Türkiye’de çalışma yaşamının temel boyutlarını açıklamak.

Resmî verilere göre 2008 yılı itibarıyla Türkiye’nin nüfusu 71.517.000 kişidir. Toplam nüfus içerisinde
çalışmaya hazır durumdaki iş gücü nüfusu 24.632 000’dir. Türkiye’de toplam istihdam ise 21,9 milyon
civarındadır. Türkiye’de istihdam edilenlerin önemli bir bölümü kentlerde yaşamaktadır. TÜİK’in
hesaplamalarına göre 2008 yılı itibarıyla kentsel iş gücü istihdamı 16 milyon, kırsal iş gücü istihdamı ise
6 milyon civarındadır.
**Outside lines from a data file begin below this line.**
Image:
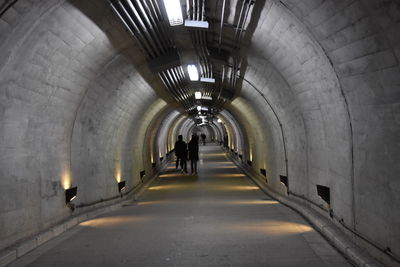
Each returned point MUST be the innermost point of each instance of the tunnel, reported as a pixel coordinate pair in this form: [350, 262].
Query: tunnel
[302, 97]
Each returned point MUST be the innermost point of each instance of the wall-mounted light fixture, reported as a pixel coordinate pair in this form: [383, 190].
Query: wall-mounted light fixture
[324, 193]
[197, 95]
[121, 186]
[174, 12]
[196, 24]
[193, 74]
[70, 194]
[142, 174]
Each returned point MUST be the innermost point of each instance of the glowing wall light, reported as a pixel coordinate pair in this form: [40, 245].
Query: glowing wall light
[284, 180]
[174, 12]
[193, 74]
[66, 179]
[70, 194]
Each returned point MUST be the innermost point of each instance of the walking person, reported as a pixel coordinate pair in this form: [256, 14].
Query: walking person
[194, 152]
[203, 138]
[181, 153]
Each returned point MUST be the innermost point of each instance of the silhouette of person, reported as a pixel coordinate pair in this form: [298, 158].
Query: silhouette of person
[194, 152]
[181, 153]
[203, 138]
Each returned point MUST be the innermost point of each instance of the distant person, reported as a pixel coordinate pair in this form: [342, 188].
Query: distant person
[181, 153]
[194, 152]
[203, 138]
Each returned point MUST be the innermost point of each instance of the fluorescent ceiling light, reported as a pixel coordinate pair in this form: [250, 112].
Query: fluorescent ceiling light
[207, 80]
[196, 23]
[193, 74]
[174, 12]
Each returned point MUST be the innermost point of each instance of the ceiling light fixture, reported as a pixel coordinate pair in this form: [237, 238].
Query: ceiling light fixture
[174, 12]
[193, 74]
[207, 80]
[197, 95]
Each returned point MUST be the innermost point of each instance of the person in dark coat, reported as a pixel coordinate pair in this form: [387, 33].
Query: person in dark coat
[194, 152]
[181, 153]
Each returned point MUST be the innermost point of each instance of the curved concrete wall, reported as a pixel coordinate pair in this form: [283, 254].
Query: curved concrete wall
[319, 103]
[74, 111]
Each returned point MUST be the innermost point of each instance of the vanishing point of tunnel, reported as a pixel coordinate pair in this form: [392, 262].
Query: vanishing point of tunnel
[298, 102]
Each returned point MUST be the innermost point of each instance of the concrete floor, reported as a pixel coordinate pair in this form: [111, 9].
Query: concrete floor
[217, 218]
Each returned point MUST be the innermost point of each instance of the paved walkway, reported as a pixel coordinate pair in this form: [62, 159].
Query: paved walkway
[217, 218]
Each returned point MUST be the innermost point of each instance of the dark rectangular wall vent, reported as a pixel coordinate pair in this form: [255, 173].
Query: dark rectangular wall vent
[324, 193]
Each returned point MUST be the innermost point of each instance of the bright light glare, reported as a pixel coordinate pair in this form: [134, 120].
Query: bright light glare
[174, 12]
[196, 24]
[197, 95]
[193, 74]
[207, 80]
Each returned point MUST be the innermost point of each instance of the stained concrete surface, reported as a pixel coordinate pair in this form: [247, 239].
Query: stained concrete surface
[217, 218]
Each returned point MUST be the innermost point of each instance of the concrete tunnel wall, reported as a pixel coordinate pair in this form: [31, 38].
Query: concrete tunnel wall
[76, 109]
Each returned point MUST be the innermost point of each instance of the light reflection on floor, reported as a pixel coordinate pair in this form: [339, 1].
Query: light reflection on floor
[109, 222]
[213, 202]
[271, 227]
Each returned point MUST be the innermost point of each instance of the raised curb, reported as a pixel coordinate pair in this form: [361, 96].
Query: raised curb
[328, 229]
Türkiye’de iş gücünün dörtte üçü erkektir ve işsizlik oranı resmî rakamlara göre
iki buçuk milyondur. Ancak resmî olmayan hesaplamalar işsizlik rakamını 5 milyona kadar
çıkarabilmektedir.

Türkiye’de çalışma yaşamında karşılaşılan temel sorunları özetlemek.
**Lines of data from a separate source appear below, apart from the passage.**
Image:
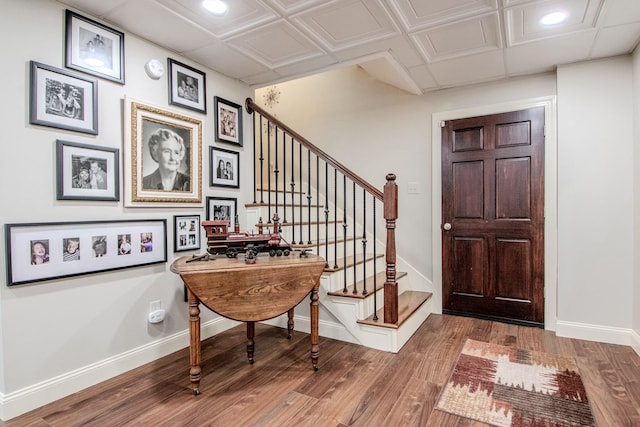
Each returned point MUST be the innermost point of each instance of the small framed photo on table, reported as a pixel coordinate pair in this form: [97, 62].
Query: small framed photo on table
[187, 232]
[225, 168]
[94, 48]
[187, 86]
[63, 100]
[87, 172]
[228, 121]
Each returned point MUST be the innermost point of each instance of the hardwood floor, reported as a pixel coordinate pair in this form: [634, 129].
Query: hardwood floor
[355, 386]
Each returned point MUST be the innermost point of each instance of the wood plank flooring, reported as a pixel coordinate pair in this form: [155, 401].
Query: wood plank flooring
[355, 386]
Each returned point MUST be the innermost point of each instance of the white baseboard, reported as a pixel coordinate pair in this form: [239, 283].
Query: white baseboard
[635, 342]
[37, 395]
[606, 334]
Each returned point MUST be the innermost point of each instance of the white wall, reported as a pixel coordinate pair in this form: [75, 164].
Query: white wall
[595, 194]
[62, 329]
[374, 129]
[636, 198]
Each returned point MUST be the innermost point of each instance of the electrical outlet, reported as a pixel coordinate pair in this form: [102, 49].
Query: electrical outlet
[156, 316]
[155, 305]
[413, 188]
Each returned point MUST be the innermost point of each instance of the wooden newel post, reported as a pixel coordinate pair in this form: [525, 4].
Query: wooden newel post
[390, 215]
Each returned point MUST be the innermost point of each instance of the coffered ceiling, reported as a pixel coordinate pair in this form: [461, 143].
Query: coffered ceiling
[416, 45]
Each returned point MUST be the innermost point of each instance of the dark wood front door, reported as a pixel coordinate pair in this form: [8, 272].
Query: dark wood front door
[493, 216]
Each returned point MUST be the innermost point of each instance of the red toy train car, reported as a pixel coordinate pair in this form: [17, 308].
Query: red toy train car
[222, 241]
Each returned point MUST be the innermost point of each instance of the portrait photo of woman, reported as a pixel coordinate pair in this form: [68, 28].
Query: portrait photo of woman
[165, 163]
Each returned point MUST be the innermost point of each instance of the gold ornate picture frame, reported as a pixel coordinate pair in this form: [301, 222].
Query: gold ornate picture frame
[163, 157]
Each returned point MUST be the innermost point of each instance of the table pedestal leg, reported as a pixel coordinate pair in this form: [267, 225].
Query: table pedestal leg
[251, 330]
[290, 323]
[194, 344]
[314, 309]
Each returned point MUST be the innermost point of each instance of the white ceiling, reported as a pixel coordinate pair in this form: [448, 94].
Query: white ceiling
[416, 45]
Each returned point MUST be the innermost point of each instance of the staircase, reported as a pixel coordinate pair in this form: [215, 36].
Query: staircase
[327, 210]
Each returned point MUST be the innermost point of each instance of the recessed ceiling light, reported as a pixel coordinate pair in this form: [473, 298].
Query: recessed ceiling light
[554, 18]
[217, 7]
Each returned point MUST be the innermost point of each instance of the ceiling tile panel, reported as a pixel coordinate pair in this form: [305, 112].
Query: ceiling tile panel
[291, 6]
[523, 22]
[97, 8]
[418, 14]
[276, 45]
[347, 23]
[469, 69]
[460, 38]
[619, 40]
[547, 54]
[139, 11]
[220, 57]
[435, 43]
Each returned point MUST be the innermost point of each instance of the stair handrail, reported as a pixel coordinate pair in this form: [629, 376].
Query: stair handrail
[251, 106]
[389, 198]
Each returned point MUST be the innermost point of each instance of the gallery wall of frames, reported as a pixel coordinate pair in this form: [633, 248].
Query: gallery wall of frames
[160, 164]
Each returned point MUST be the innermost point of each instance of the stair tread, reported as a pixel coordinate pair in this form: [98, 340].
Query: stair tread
[380, 278]
[408, 303]
[349, 261]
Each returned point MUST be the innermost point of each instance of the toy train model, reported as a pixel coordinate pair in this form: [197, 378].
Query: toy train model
[222, 241]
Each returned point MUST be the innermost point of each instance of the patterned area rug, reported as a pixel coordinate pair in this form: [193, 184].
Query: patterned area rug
[506, 386]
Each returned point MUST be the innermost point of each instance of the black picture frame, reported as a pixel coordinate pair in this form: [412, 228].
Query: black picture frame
[187, 86]
[94, 48]
[186, 235]
[221, 208]
[227, 176]
[38, 252]
[61, 99]
[87, 172]
[228, 121]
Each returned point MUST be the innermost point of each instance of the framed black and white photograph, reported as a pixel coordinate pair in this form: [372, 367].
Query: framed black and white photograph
[222, 208]
[61, 99]
[162, 157]
[47, 251]
[228, 121]
[225, 168]
[187, 86]
[94, 48]
[87, 172]
[186, 232]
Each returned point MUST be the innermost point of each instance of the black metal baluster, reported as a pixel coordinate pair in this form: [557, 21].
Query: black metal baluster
[355, 275]
[318, 205]
[301, 221]
[293, 192]
[308, 196]
[261, 164]
[364, 241]
[276, 170]
[269, 174]
[255, 188]
[284, 175]
[335, 218]
[375, 270]
[326, 214]
[344, 233]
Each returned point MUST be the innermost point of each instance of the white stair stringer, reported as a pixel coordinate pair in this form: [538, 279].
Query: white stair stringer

Türkiye’de çalışma yaşamının temel sorunlarını enformelleşme, esneklik, iş gücünün örgütsüzlüğü,


taşeron iş gücü istihdamının yaygınlaşması ve çalışma yaşamında karşılaşılan çok yönlü ayrımcılıktır.

Türkiye’de çalışma yaşamını ve sorunlarını bir bütün olarak değerlendirmek.

Türkiye kırdan kente göç, eğitimsiz ve vasıfsız iş gücünün varlığı, yüksek işsizlik oranı, kayıt dışı çalışma
ve taşeronlaşma ücretlerin düşmesine ve sosyal güvencesiz işlerin sayısının artmasına neden
olmaktadır. Türkiye’de kadınlar, eski hükümlüler, engelliler, işsizler ve gençler olmak üzere çeşitli
toplumsal gruplar ve sınışar çalışma yaşamındaki bu olumsuz gelişmelerden farklı düzeylerde
etkilenmektedir. Özellikle çalışma yaşamında yaygınlaşmaya başlayan enformelleşme ve esnek
istihdam çalışan yoksulların sayısının artmasında çok önemli bir rol oynamaktadır.